Tuesday, October 11, 2011

A big test for the bulls

Wow! When I wrote about the likelihood of a sideways consolidation yesterday, I never dreamed that the markets would rally to the top of the trading range so quickly. As the chart of SPY below shows, it was a big follow-through day on low volume, which is not a typical sign of the start of a bullish impulse. True, volume was low because of the Columbus Day semi-holiday, but it was nevertheless a low volume follow-through (see my previous comment here about the O'Neill technique for spotting technical confirmations of market bottoms). Moreover, the market appears to be approaching a resistance zone where it has failed in the past.


Looking at the Euro STOXX 50, it too shows a similar pattern of approaching a resistance zone.



Yields on long Treasuries are also nearing a resistance area. In this case, they are nearing a downtrend that began in August, which remains intact.


Similarly, the VIX Index is approaching a support level, indicating that equities may have difficulty advancing from current levels.



Even if this were a genuine upleg, I don't believe that the market is likely to overcome resistance in the near term, largely because of the low volume nature of the move and a stunning reversal in sentiment.


A stunning reversal in sentiment
Further to my post yesterday that indicated no signs of capitulation from sentiment models, I awoke on Monday morning to see the Ticker Sense Sentiment Poll, to which I am a participant*, show that over 50% of bloggers are bullish.

Contrast that with the readings from the previous week showing over 50% bearish:

My inner trader wants to start legging into some short positions at current levels with carefully defined stop losses as he believes that the downside risk from putting on shorts is likely to be limited.


* For the record: My vote, which has been based on the readings of the Asset Inflation-Deflation Timer Model, were bearish for the both weeks in question.





Cam Hui is a portfolio manager at Qwest Investment Fund Management Ltd. ("Qwest"). This article is prepared by Mr. Hui as an outside business activity. As such, Qwest does not review or approve materials presented herein. The opinions and any recommendations expressed in this blog are those of the author and do not reflect the opinions or recommendations of Qwest.

None of the information or opinions expressed in this blog constitutes a solicitation for the purchase or sale of any security or other instrument. Nothing in this article constitutes investment advice and any recommendations that may be contained herein have not been based upon a consideration of the investment objectives, financial situation or particular needs of any specific recipient. Any purchase or sale activity in any securities or other instrument should be based upon your own analysis and conclusions.

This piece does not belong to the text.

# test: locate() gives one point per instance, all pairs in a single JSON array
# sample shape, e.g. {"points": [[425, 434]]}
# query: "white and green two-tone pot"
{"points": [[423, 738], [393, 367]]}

Past performance is not indicative of future results. Either Qwest or Mr. Hui may hold or control long or short positions in the securities or instruments mentioned.

2 comments:

Michele said...

I'm really glad to see someone else noticed that astonishing reversal in sentiment in the Ticker Sense poll yesterday.

I'll admit I went with the crowd, having voted bearish last week but bullish this week. I did so largely on the basis of my observation of the Dow and SPX monthly charts.

The stochastic there is about to put in a bullish crossover and the RSI is oversold and actually putting in a bottom. And SPX has rfound support at the 200 month MA.

Also, the October candle, though admittedly still only half-baked right now is a hammer. I guess we'll see 30 days from now.

Tiho said...

"Wow! I never dreamed that the markets would rally to the top of the trading range so quickly."

Yeah, that is because you were too bearish like majority. Having a narrow minded view always surprises, when the opposite happens.

I think it is not yet the time to short the market for the second and final leg down. The downtrend lasted from... say mid July (or even early May) to early October. That is about two and half months of selling pressure.

I doubt that the counter trend rally, even if it is a relief rally within a bear market, will just fizzles out in one week right here, just because you have some "resistance" lines on a chart. Obviously, the rally has been powerful already so it could, but I wouldn't bet on it - that is all.

Finally, even though everyone expects it to happen, we are in a period of good seasonality starting in November and December. Even during 2008, November and December gave us a great rally and substantial returns into early 2009, before further sell off occurred.